Personal Health

The intestine makes sure that we feel sated

Usually, it is assumed that a full stomach gives a feeling of satiety and we stop eating. Experiments on mice show, however, that the elongation of the intestine plays a much larger role in appetite regulation.

A large network of nerve endings monitors the contents of the stomach and intestines and sends signals to the brain that increase appetite or reduce. So far, but did not know exactly how this works. Researchers at the University of California in San Francisco have skin different types of Nerve cells in the mucous membrane and the muscles of the stomach and intestines are stimulated and found that mice with an activation of neurons that perceive a stomach strain, eat stop. The big Surprise was that the stimulation of stretch receptors in the gut is impaired, the appetite of the hungry mice are much stronger than in the stomach.

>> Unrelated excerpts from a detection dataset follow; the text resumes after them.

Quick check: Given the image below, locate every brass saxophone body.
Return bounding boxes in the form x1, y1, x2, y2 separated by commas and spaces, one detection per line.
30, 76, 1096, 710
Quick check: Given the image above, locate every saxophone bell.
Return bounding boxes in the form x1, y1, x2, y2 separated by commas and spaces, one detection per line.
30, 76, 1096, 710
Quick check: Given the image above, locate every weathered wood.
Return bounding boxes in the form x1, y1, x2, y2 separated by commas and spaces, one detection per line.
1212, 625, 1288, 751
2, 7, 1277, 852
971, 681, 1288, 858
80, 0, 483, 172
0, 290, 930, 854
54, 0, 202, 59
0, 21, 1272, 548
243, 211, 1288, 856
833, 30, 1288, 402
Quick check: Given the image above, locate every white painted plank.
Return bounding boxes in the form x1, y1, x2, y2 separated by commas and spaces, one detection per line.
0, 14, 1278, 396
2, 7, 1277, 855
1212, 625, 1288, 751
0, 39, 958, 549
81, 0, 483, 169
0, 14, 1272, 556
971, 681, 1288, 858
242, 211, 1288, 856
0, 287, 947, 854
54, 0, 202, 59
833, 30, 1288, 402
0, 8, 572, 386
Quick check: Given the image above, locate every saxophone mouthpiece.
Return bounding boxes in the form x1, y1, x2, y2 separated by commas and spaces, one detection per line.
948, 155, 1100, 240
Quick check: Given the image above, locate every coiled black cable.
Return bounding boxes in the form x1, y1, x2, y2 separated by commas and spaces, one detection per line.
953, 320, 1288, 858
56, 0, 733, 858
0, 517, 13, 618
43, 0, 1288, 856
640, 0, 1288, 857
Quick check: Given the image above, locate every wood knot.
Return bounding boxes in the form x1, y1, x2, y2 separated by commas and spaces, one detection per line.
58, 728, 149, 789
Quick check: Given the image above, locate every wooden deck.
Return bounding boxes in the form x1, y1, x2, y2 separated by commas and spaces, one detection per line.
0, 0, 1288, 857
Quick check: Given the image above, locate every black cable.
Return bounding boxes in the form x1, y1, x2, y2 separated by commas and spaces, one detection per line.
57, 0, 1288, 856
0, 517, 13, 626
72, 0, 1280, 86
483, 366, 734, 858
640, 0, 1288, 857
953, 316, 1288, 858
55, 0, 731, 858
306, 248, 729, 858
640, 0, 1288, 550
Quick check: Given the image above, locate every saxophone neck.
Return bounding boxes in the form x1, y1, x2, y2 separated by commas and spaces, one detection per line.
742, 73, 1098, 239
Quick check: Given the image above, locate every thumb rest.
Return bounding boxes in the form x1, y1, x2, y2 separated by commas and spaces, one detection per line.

Not the stomach but the intestine makes für a Sättigungsgefühl

"This came quite unexpected, because the Dogma in this field is since decades that gastric stretch receptors, the volume and the receptors for the gut hormones the energy content of the consumed food messen", study leader Dr. Ling Bai said.

The results could also help explain why stomach reductions, which are performed for the treatment of severe obesity, reduce the long-term the appetite and Slimming promote: The fast in the intestine, the food could enable the strain sensors in there and the food intake inhibit. "Currently this idea is, however, a hypothesis yet to be tested muss", study author Prof. Dr. Zachary Knight said.